As stated in a press release issued yesterday, the Coaltion is claiming that the manufacturers are selling auto parts and accessories to AutoZone, Advance Auto, Wal-Mart and Sam’s Club at substantially lower per-unit prices than charged to the plaintiff warehouse distributors, and that the prices to the favored purchasers are lower than the manufacturers’ direct costs, a violation of the Robinson-Patman Act as well as the Sherman Antitrust Act.
The plaintiffs, being represented by attorney Carl Person, claim that the defendant auto parts manufacturers have failed to comply with the requirements of the Sarbanes-Oxley corporate governance statute, which became effective in September, 2003, by failing to report in their SEC filings that they are selling below cost to their largest customers, and by not having in place any system to disclose the existence of such below-cost sales practices. The plaintiffs claim that they are unable to compete because of the price discrimination, and will be driven out of business.
The retailer plaintiffs are suing the manufacturers for failing to provide advertising and promotional programs comparable to the programs they provide to the retailer defendants, as well as for injunctive relief requiring the manufacturers to create and use a price list instead of negotiating different terms with the major-retailer defendants.
The warehouse distributors are suing the competing retailer defendants for price discrimination, and for similar injunctive relief.
According to the press release, the plaintiffs are also suing AutoZone and various manufacturers to enjoin sales being made to AutoZone on a “pay on scan” or “POS” basis, under which AutoZone received a refund from the participating manufacturer for inventory previously bought by AutoZone (and not resold), and only pays the manufacturer for inventory as it is sold to AutoZone’s customers, within 90 days after the AutoZone sale is made (and “scanned”).
The plaintiffs allege POS enables AutoZone to stock slow-moving parts without any investment, whereas plaintiffs are required by the same manufacturers to pay for such parts within 30 days, or be cut off from further purchases.

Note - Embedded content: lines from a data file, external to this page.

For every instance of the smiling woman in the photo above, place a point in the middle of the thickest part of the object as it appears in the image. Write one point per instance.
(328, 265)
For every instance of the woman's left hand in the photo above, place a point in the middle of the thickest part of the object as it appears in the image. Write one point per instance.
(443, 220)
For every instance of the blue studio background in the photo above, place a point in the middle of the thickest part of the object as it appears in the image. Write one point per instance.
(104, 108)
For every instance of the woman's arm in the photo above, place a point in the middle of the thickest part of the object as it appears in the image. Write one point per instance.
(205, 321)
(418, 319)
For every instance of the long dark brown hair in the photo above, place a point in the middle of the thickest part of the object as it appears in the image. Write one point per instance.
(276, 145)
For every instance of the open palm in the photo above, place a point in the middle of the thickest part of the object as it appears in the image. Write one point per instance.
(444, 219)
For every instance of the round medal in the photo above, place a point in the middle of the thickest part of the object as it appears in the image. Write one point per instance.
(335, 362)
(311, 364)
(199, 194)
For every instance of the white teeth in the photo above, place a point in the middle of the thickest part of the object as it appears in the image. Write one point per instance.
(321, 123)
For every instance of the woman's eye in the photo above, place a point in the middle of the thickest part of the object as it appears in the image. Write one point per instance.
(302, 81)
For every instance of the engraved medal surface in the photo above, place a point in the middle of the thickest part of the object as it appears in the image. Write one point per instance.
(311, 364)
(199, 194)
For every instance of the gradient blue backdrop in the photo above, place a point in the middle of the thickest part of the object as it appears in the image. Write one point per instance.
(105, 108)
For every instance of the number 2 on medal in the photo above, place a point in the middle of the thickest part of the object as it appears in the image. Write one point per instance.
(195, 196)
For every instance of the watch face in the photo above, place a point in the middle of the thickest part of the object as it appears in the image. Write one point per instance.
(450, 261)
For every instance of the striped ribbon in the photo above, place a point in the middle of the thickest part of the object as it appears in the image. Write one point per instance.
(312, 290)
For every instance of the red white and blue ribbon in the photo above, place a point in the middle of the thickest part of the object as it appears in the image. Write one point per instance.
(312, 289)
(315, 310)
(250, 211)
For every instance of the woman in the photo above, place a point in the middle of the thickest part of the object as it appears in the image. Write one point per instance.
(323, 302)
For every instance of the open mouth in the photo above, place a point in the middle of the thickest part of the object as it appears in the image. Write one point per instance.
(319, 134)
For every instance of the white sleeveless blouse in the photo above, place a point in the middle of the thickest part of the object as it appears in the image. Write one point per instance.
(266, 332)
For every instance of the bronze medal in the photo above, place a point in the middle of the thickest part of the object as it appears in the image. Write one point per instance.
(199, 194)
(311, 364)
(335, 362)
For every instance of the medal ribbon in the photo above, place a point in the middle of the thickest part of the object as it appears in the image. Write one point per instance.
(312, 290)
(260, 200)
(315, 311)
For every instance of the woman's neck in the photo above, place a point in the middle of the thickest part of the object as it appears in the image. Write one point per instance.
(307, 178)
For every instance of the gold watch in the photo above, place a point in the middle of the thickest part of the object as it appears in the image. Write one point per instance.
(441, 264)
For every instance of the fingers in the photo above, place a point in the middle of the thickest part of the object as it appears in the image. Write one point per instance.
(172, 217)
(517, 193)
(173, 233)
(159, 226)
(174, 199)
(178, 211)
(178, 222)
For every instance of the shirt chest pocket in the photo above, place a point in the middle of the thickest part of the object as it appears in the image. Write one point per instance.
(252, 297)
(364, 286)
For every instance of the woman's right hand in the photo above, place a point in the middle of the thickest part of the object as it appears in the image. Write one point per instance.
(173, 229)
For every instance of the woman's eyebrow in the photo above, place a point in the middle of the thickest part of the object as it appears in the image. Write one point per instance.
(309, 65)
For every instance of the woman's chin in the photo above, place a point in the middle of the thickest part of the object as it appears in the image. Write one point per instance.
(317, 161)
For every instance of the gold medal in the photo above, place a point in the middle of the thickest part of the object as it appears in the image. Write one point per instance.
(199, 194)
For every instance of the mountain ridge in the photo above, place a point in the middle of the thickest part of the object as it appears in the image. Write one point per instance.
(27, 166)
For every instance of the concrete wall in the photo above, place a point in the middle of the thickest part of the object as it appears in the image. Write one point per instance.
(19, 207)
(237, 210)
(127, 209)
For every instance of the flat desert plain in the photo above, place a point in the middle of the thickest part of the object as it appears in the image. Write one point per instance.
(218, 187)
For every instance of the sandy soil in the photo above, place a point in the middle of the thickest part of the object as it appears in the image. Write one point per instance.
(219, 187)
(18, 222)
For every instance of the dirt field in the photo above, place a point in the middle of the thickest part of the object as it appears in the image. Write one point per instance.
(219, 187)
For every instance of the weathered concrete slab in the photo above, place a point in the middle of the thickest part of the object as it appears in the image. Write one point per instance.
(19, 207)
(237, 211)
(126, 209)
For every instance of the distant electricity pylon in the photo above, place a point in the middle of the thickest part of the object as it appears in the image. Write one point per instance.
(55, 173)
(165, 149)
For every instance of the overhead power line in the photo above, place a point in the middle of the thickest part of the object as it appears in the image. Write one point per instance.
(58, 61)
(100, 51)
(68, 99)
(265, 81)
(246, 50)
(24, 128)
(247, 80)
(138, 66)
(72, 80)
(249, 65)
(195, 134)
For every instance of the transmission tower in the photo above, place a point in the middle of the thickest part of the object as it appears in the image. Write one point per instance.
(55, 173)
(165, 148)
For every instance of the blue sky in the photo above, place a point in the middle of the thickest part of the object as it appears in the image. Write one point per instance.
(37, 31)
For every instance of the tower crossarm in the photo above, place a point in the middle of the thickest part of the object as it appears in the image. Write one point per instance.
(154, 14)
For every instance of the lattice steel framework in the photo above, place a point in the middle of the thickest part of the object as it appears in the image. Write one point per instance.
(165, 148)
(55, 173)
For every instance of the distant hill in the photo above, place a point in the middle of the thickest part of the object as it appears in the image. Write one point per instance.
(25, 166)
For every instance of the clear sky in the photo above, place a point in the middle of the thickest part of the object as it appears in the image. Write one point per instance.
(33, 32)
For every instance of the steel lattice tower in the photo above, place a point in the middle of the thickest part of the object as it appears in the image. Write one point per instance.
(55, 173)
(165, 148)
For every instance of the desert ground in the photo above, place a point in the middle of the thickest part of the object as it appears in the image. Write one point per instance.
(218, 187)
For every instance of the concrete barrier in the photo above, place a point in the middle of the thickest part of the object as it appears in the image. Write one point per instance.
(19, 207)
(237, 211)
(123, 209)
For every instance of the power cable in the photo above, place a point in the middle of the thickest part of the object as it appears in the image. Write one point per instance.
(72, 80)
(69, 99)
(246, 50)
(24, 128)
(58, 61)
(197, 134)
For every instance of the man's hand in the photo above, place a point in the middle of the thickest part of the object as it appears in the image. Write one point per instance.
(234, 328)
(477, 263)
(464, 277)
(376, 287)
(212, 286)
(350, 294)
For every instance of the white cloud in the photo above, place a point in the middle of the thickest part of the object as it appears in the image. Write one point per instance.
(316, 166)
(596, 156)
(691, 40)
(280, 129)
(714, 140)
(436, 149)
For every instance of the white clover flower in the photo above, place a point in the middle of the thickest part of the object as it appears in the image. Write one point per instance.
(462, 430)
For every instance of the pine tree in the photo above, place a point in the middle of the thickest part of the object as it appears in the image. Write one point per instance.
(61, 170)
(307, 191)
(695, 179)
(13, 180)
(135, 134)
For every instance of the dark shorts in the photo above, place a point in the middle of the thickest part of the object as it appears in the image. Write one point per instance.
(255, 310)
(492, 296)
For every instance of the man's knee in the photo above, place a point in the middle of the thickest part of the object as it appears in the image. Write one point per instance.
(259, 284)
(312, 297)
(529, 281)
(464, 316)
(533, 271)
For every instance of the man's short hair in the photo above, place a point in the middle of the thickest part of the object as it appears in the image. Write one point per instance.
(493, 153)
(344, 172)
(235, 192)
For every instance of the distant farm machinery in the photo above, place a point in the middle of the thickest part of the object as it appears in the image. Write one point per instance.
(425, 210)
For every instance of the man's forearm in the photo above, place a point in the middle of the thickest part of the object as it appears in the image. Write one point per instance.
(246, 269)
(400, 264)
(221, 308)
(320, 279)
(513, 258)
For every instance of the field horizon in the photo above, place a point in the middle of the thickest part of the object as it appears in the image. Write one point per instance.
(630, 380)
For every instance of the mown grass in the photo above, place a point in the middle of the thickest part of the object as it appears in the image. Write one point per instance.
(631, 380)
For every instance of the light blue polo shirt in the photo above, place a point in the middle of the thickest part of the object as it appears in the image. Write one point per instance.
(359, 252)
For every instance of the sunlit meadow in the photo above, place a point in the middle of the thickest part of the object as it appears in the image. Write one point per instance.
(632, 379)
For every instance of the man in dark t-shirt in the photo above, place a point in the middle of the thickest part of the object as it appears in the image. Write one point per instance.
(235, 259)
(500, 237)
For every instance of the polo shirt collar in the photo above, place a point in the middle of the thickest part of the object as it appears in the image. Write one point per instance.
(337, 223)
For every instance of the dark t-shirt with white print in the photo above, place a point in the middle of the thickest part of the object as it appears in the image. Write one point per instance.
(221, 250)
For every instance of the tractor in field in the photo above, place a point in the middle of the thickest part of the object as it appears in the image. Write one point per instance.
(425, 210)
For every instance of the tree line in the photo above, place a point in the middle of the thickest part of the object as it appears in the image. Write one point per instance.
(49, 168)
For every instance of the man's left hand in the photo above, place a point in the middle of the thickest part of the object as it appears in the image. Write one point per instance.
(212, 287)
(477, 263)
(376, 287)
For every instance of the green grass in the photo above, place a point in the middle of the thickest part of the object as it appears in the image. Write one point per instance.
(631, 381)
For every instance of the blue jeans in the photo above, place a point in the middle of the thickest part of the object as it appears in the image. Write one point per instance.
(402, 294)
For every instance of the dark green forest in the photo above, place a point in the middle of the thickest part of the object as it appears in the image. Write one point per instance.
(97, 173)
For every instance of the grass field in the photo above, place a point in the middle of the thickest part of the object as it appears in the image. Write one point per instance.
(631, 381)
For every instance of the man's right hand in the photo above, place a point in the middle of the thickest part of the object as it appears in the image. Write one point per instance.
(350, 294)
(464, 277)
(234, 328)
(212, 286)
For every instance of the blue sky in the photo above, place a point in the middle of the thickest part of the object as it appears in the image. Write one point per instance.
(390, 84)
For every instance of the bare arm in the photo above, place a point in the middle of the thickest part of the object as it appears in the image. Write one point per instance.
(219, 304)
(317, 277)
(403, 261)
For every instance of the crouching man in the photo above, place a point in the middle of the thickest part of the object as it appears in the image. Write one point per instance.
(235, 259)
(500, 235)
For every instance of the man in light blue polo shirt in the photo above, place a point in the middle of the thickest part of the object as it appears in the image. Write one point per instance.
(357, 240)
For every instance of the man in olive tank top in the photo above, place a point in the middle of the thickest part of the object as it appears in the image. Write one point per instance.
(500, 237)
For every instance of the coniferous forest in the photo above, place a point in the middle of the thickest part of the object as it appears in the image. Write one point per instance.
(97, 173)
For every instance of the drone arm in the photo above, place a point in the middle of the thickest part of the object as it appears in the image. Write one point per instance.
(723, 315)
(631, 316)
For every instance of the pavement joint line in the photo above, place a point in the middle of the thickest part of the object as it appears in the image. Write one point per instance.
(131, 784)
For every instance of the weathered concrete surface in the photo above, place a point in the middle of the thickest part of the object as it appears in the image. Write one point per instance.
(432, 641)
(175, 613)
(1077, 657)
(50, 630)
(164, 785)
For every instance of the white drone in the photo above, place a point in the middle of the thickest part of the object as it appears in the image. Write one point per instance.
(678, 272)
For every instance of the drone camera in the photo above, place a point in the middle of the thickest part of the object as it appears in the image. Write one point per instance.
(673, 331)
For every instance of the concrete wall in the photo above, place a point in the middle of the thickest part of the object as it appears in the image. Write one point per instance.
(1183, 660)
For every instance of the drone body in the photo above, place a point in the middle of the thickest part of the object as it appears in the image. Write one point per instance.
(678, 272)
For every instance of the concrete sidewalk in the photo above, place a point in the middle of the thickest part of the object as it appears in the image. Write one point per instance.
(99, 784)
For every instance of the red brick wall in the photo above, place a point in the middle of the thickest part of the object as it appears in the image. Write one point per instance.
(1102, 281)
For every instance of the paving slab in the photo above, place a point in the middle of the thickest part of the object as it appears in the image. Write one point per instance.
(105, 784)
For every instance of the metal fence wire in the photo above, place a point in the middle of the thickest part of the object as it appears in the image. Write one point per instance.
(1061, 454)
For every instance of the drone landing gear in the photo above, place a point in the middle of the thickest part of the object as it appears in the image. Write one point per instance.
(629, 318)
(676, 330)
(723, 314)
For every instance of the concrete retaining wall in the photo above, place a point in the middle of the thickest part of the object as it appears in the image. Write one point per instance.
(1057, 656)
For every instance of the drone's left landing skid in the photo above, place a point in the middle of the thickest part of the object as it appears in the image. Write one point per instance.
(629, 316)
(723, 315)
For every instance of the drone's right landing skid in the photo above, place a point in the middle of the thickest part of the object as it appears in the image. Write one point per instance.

POS will force the plaintiffs out of business, according to allegations in the complaint.
Also, the plaintiffs are suing Wal-Mart and Sam’s Club for imposing costs of development of Radio Frequency Identification (RFID) technology and chips upon the defendant auto-parts manufacturers without the manufacturers offering any programs to plaintiffs for development of RFID capabilities.
The plaintiffs allege that Wal-Mart has imposed costs of an estimated $50 billion on the 21,000 suppliers to Wal-Mart (an average cost of $2,380,952 per supplier), which amounts to an unlawful rebate or reduction of the price at which Wal-Mart is purchasing its goods from such suppliers.
The plaintiffs allege that Wal-Mart, Sam’s Club, AutoZone and Advance Auto are purchasing monopolists (actually, “monopsonists”) with the power to dictate the price at which they buy auto parts, and that they are exercising such monopsony power to coerce lower prices when purchasing their inventory requirements, in violation of Section 2 of the Sherman Antitrust Act.
The Coalition also pointed out that while auto parts manufacturer Federal-Mogul, was not included in the suit because it is under the protection of the Bankruptcy Court, they plan to sue Federal-Mogul when it emerges from bankruptcy in January 2005, if its discriminatory pricing practices have not changed.